The powers (the authority) of the State Agency for National Security – what are they according to the provisions of the Citizenship Law?
According to Art. 33, par. 3 of the Citizenship Law, the State Agency for National Security and the Ministry of the Interior provide the Citizenship Council with written opinions on the applications for acquiring Bulgarian citizenship. Based on these opinions, the Citizenship Council gives an opinion to the Minister of Justice, who in turn makes a proposal to the President to issue a decree or to refuse to issue a decree on acquisition of citizenship (Art. 34 of the Citizenship Law). The President, in turn, has the right both to comply with or not to comply with the proposal of the Minister of Justice. This Presidential right is based on the Constitution of the Republic of Bulgaria.
As can be seen from the regulations, the opinion of the State Agency for National Security under Art. 33, par. 3 is only a recommendation. In addition, this opinion, even if it is negative, doesn’t mean that the candidate fulfills any of the prohibitive hypotheses of Art. 19 of the Citizenship Law. Even if the State Agency for National Security is “against” the applicant to receive Bulgarian citizenship, does this mean that he, for example, necessarily poses a threat to the public order or the national security? Of course not. State Agency for National Security may have a number of other reasons to oppose the applicant being naturalized, without these reasons necessarily to be those listed in Art. 19. That is why the opinion of the State Agency for National Security does not have an imperative character.
And yet, what happens if Art. 19 of the Citizenship Law is applied?

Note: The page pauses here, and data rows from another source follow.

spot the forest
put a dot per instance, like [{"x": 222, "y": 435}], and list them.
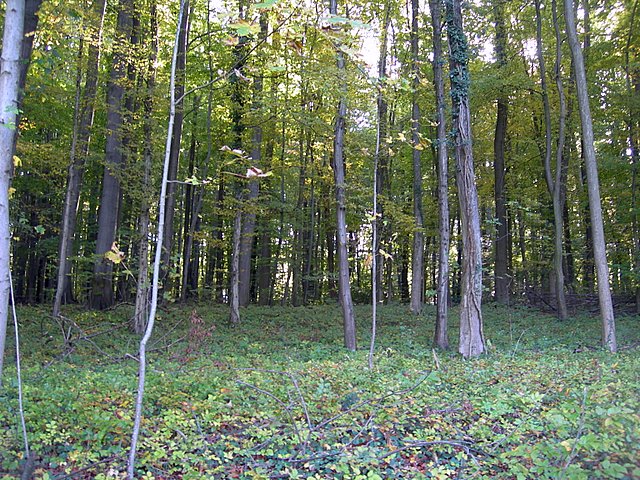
[{"x": 279, "y": 239}]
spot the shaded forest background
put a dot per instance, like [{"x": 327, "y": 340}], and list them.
[{"x": 258, "y": 87}]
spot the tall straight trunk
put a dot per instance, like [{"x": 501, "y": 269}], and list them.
[
  {"x": 593, "y": 187},
  {"x": 176, "y": 138},
  {"x": 249, "y": 218},
  {"x": 417, "y": 257},
  {"x": 108, "y": 216},
  {"x": 79, "y": 153},
  {"x": 441, "y": 337},
  {"x": 553, "y": 181},
  {"x": 9, "y": 95},
  {"x": 382, "y": 173},
  {"x": 338, "y": 165},
  {"x": 632, "y": 82},
  {"x": 501, "y": 271},
  {"x": 471, "y": 328},
  {"x": 142, "y": 289}
]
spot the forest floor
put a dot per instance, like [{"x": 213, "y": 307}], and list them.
[{"x": 279, "y": 397}]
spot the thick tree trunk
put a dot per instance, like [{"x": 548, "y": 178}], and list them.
[
  {"x": 593, "y": 187},
  {"x": 79, "y": 153},
  {"x": 441, "y": 337},
  {"x": 108, "y": 216},
  {"x": 341, "y": 203},
  {"x": 501, "y": 272},
  {"x": 471, "y": 328},
  {"x": 9, "y": 95},
  {"x": 417, "y": 258}
]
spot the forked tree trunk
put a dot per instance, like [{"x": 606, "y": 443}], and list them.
[
  {"x": 441, "y": 338},
  {"x": 79, "y": 153},
  {"x": 417, "y": 258},
  {"x": 471, "y": 328},
  {"x": 593, "y": 187},
  {"x": 344, "y": 285}
]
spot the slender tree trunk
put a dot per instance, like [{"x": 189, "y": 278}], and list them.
[
  {"x": 553, "y": 181},
  {"x": 382, "y": 171},
  {"x": 249, "y": 218},
  {"x": 108, "y": 216},
  {"x": 441, "y": 337},
  {"x": 417, "y": 258},
  {"x": 502, "y": 275},
  {"x": 471, "y": 328},
  {"x": 341, "y": 202},
  {"x": 142, "y": 290},
  {"x": 9, "y": 95},
  {"x": 593, "y": 187},
  {"x": 79, "y": 153},
  {"x": 176, "y": 139}
]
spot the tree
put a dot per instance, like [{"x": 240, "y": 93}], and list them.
[
  {"x": 501, "y": 273},
  {"x": 593, "y": 184},
  {"x": 441, "y": 338},
  {"x": 338, "y": 166},
  {"x": 10, "y": 59},
  {"x": 417, "y": 265},
  {"x": 83, "y": 123},
  {"x": 471, "y": 329},
  {"x": 111, "y": 197}
]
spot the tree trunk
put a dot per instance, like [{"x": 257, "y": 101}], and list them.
[
  {"x": 79, "y": 153},
  {"x": 441, "y": 337},
  {"x": 471, "y": 328},
  {"x": 9, "y": 95},
  {"x": 502, "y": 275},
  {"x": 142, "y": 289},
  {"x": 108, "y": 216},
  {"x": 417, "y": 258},
  {"x": 593, "y": 187},
  {"x": 344, "y": 285},
  {"x": 176, "y": 138},
  {"x": 553, "y": 181}
]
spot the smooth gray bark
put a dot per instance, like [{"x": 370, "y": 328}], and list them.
[
  {"x": 593, "y": 184},
  {"x": 78, "y": 159},
  {"x": 417, "y": 257},
  {"x": 9, "y": 95},
  {"x": 111, "y": 196},
  {"x": 344, "y": 284},
  {"x": 441, "y": 337}
]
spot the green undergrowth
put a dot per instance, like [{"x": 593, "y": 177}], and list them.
[{"x": 279, "y": 397}]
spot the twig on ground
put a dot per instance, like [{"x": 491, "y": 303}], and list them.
[{"x": 574, "y": 448}]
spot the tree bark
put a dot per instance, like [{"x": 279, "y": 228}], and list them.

But can the State Agency for National Security refer to Art. 19 of the Citizenship Law and thus the candidate’s application to be rejected? Yes, this is possible, but under the following conditions:
- The candidate must actually fall under the hypotheses of Art. 19 of the Citizenship Law, i.e. in view of his conduct there must be serious reasons to believe that he poses a threat to public order, public morals, public health or national security. If the State Agency for National Security is against the naturalization of the applicant, for any other reasons, then this will be the opinion of the Agency, which should only count as recommendation;
- The State Agency for National Security could refer to Art. 19 of the Citizenship Law in its written statement to the Citizenship Council under Art. 33, par. 3. But we believe that in this case, Art. 19 can not be applied directly (through the opinion) and the application should not be rejected automatically;
- The State Agency for National Security cannot refer to Art. 19 of the Citizenship Law, with the wording “due to reasons affecting national security“. The cited legal norm specifically assumes that the petitioner in particular poses a threat to national the security.
Epilogue
We believe that there is a serious omission in the Citizenship Law regarding Art. 19. The law should provide for a direct mechanism for the implementation of this provision. Currently, such a mechanism is missing. Applying it by means of an opinion of the State Agency for National Security or the Ministry of Internal Affairs to the Citizenship Council is, in our opinion, illegal. The Citizenship Law envisages that the Minister of Justice will make a proposal to the President, who will have the final say on whether the candidate should be naturalized or not. An exception to this rule does exist in Art. 19, but not in the hypotheses of Art. 33. The Citizenship Council has absolutely no authority to (dis)approve the application for naturalization, regardless of the opinion of the Ministry of the Interior and the State Agency for National Security.